In [8]:
# ===============================================================
# 01_b_processing_v19_test.py
# ===============================================================
# Constrói dataset TEST v19 (para previsão final)
# Usa APENAS dados permitidos pelo professor (coaches, players_teams, teams)
# NUNCA usa rank, vitórias, pontos ou estatísticas do ano atual.
# ===============================================================

import pandas as pd
import numpy as np
import os

print(">>> [v19 TEST] A processar test set...")

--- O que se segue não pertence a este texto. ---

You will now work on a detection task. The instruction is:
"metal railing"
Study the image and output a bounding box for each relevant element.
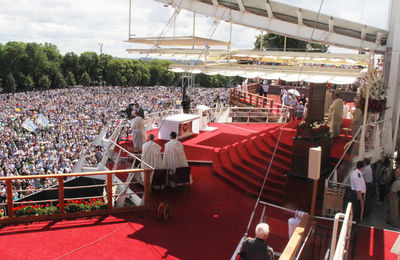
[330,203,353,260]
[0,168,152,224]
[323,118,392,217]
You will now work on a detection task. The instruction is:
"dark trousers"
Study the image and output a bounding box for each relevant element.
[351,190,362,222]
[365,182,373,216]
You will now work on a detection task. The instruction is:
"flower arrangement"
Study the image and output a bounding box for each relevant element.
[13,198,108,216]
[0,209,4,217]
[358,70,387,113]
[299,120,328,133]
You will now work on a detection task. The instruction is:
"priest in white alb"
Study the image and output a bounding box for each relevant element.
[327,93,344,138]
[163,131,188,173]
[131,111,147,153]
[141,134,163,169]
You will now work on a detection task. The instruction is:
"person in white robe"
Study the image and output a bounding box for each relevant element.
[163,131,188,173]
[141,134,163,186]
[131,111,147,153]
[327,93,344,138]
[141,134,163,169]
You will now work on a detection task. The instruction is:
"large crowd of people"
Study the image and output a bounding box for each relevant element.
[0,85,229,200]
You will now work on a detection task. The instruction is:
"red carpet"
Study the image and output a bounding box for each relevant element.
[0,165,288,259]
[2,122,397,259]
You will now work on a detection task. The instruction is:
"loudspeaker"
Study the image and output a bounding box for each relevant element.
[308,147,321,180]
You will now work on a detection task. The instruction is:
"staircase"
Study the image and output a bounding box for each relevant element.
[213,125,297,205]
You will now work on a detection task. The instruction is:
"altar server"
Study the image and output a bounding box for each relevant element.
[131,111,146,153]
[163,131,188,173]
[141,134,163,169]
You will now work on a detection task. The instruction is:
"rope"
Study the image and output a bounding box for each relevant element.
[55,221,131,259]
[233,0,326,258]
[294,0,325,88]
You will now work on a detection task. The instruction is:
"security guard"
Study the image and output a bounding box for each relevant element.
[350,161,366,222]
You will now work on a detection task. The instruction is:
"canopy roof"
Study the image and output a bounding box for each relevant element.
[169,63,363,84]
[126,48,369,66]
[126,36,230,47]
[155,0,388,52]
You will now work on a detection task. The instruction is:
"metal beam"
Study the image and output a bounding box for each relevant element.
[211,0,219,6]
[154,0,386,52]
[328,17,334,33]
[361,26,367,40]
[265,1,273,18]
[297,8,303,25]
[237,0,245,12]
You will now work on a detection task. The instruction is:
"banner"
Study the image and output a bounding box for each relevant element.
[37,114,50,127]
[22,118,38,132]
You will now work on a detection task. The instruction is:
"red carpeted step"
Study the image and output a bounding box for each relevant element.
[243,139,291,172]
[227,144,286,186]
[234,142,289,175]
[215,149,284,204]
[253,135,292,165]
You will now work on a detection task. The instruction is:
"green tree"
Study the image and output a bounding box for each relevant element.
[25,42,50,87]
[80,71,91,87]
[65,71,76,86]
[24,75,35,90]
[38,75,51,90]
[42,43,62,64]
[5,73,16,93]
[54,71,67,88]
[79,52,99,83]
[61,52,80,80]
[254,33,328,52]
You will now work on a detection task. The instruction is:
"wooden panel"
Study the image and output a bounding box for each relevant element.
[307,83,327,124]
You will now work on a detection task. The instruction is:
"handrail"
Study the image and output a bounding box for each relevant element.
[331,203,353,260]
[280,214,312,259]
[230,88,292,110]
[108,139,154,169]
[0,168,147,181]
[326,118,392,186]
[0,168,152,224]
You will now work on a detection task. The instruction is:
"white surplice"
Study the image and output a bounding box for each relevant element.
[163,139,188,173]
[131,117,147,153]
[141,141,163,169]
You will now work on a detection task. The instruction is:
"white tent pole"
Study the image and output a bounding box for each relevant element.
[192,12,196,49]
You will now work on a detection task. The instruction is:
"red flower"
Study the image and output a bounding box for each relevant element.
[41,205,44,208]
[99,198,103,202]
[65,203,69,207]
[84,201,89,205]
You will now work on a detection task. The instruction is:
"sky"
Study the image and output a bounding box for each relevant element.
[0,0,391,58]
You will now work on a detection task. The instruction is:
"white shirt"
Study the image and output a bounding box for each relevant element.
[141,141,163,169]
[350,168,366,193]
[362,165,373,183]
[163,139,188,172]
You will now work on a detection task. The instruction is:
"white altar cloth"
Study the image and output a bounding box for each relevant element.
[158,114,200,140]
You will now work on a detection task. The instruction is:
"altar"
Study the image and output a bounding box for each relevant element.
[158,114,200,140]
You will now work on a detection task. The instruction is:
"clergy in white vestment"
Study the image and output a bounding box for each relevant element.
[163,131,188,173]
[131,111,147,153]
[141,134,163,169]
[327,93,344,138]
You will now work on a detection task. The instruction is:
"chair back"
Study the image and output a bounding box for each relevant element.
[171,166,191,184]
[152,169,168,187]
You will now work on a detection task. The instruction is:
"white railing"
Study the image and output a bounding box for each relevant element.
[330,203,353,260]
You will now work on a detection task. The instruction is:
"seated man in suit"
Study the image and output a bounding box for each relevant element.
[163,131,188,173]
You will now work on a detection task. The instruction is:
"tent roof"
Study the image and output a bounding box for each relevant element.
[169,63,362,84]
[125,36,230,47]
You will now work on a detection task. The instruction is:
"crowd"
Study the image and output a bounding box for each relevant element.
[0,85,229,200]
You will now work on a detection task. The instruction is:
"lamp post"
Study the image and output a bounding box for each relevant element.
[98,43,103,86]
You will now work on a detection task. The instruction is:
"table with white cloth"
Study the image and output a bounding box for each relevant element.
[158,114,200,140]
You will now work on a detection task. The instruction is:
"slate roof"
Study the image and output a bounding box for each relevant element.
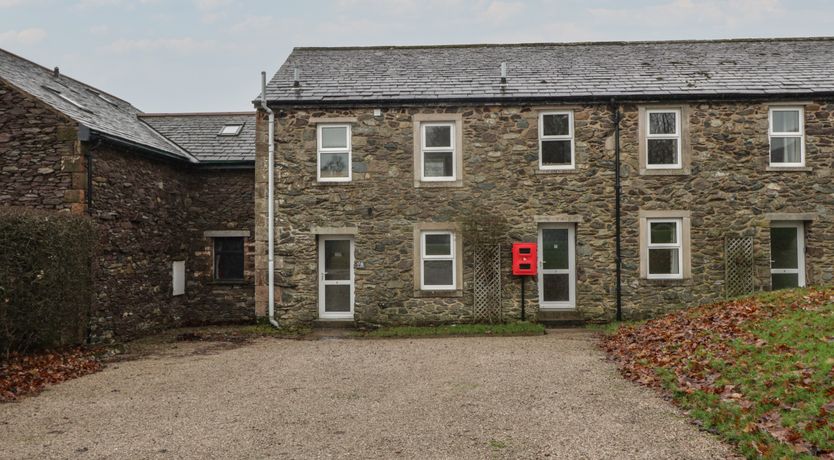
[141,113,255,163]
[0,47,196,162]
[263,37,834,104]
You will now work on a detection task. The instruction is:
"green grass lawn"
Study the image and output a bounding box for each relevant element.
[355,322,545,338]
[604,287,834,459]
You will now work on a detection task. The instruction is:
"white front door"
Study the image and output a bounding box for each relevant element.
[770,222,805,290]
[318,236,354,319]
[538,224,576,309]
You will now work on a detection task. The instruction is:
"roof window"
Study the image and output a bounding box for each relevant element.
[218,124,244,136]
[42,85,91,112]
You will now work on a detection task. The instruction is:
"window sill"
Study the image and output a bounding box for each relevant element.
[640,277,692,286]
[639,168,691,176]
[314,180,354,186]
[413,289,463,298]
[534,168,579,175]
[766,166,812,172]
[208,279,249,286]
[414,180,464,188]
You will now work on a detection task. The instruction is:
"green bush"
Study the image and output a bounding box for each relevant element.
[0,207,97,355]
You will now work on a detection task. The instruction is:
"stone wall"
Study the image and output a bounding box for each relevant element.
[256,100,834,325]
[89,147,257,341]
[88,144,191,341]
[0,79,85,213]
[185,169,256,324]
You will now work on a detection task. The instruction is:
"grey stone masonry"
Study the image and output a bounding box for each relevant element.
[255,100,834,326]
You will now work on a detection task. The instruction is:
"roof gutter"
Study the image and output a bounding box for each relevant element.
[90,130,196,164]
[261,91,834,108]
[259,71,279,329]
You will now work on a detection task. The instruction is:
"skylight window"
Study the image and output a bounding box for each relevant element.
[219,124,244,136]
[42,85,91,112]
[86,88,118,107]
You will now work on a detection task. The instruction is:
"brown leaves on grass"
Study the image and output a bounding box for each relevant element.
[1,347,102,402]
[602,288,834,457]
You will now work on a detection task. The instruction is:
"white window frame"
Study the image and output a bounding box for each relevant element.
[538,111,575,170]
[645,109,682,169]
[316,123,352,183]
[420,122,456,182]
[768,107,805,167]
[646,218,683,280]
[420,231,456,290]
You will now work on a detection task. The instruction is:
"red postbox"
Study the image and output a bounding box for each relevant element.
[512,242,538,276]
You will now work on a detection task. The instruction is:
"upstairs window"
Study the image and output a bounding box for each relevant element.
[769,107,804,167]
[214,237,244,281]
[647,219,683,279]
[538,111,575,169]
[420,231,456,290]
[420,123,456,181]
[317,124,352,182]
[646,109,681,168]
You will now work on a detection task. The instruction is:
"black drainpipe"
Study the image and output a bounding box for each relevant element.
[611,99,623,322]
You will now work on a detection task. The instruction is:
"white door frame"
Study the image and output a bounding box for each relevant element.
[770,221,806,288]
[538,223,576,310]
[318,235,355,319]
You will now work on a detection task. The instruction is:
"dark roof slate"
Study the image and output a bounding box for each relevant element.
[0,48,195,161]
[140,113,255,163]
[264,37,834,104]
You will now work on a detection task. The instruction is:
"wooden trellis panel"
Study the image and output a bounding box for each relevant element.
[473,244,502,323]
[725,236,754,298]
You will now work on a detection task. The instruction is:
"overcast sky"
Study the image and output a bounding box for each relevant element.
[1,0,831,112]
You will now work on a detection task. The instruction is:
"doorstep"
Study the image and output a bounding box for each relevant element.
[314,318,356,329]
[537,309,585,327]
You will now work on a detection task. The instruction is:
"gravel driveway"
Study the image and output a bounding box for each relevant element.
[0,330,733,459]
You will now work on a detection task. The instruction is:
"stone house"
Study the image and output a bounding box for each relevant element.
[255,38,834,327]
[0,48,255,341]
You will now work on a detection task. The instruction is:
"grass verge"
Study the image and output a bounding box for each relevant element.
[603,287,834,459]
[355,322,545,338]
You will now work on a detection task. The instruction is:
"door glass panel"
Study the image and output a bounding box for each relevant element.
[543,273,570,302]
[324,239,351,280]
[772,273,799,290]
[771,227,798,269]
[324,285,351,312]
[542,229,568,270]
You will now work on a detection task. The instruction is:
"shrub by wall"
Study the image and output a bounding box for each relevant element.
[0,207,96,355]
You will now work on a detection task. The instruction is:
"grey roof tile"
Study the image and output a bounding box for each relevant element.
[140,113,255,162]
[0,47,194,161]
[264,38,834,103]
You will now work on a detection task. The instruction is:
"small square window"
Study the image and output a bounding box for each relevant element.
[219,124,243,136]
[317,124,352,182]
[539,112,575,170]
[214,237,244,281]
[769,108,805,167]
[645,110,681,169]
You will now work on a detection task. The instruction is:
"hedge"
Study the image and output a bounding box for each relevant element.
[0,207,97,355]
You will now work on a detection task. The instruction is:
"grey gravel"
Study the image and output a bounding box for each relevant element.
[0,330,734,459]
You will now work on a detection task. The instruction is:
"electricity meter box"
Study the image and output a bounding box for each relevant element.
[512,242,537,276]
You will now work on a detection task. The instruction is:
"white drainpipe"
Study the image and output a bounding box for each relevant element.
[261,71,279,328]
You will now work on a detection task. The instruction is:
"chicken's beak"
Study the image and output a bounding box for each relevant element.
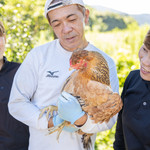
[69,67,73,71]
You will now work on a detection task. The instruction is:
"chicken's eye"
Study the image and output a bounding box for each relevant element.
[76,60,80,64]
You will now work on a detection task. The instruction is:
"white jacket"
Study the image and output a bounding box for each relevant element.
[8,39,119,150]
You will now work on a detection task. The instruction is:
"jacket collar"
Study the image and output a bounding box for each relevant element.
[0,56,9,73]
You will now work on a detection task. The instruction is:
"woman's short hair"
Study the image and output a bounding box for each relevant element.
[0,21,5,37]
[144,29,150,50]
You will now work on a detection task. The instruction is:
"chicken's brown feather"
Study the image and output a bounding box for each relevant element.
[62,50,123,150]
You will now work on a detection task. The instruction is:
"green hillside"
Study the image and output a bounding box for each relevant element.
[86,5,138,32]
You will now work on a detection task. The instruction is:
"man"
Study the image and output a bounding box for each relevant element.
[8,0,119,150]
[0,21,29,150]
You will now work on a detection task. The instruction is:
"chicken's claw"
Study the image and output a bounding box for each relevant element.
[39,105,58,120]
[48,121,66,141]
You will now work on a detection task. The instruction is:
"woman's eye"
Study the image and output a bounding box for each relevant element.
[143,48,148,52]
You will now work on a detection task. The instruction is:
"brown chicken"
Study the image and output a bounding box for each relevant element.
[39,49,123,150]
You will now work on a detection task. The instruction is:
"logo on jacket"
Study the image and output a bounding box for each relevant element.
[46,71,59,78]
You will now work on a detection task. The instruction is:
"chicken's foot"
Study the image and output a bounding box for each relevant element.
[48,121,67,141]
[39,105,58,120]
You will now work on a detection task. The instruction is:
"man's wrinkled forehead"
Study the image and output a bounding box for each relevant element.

# ===============================================================
# 1️⃣ Ler dados DO TEST SET (dados do professor)
# ===============================================================
players_teams_test = pd.read_csv("test/players_teams.csv")
teams_test = pd.read_csv("test/teams.csv")
coaches_test = pd.read_csv("test/coaches.csv")   # usado só se precisares mais tarde

# ===============================================================
# 2️⃣ Ler dados históricos (para obter T−1)
# ===============================================================
players_teams_hist = pd.read_csv("data/players_teams.csv")
teams_hist = pd.read_csv("data/teams.csv")
awards_hist = pd.read_csv("data/awards_players.csv")

# Garantir ano numérico
for df in (players_teams_hist, players_teams_test, teams_hist, teams_test, awards_hist):
    if "year" in df.columns:
        df["year"] = pd.to_numeric(df["year"], errors="coerce").astype("Int64")
        df.dropna(subset=["year"], inplace=True)
        df["year"] = df["year"].astype(int)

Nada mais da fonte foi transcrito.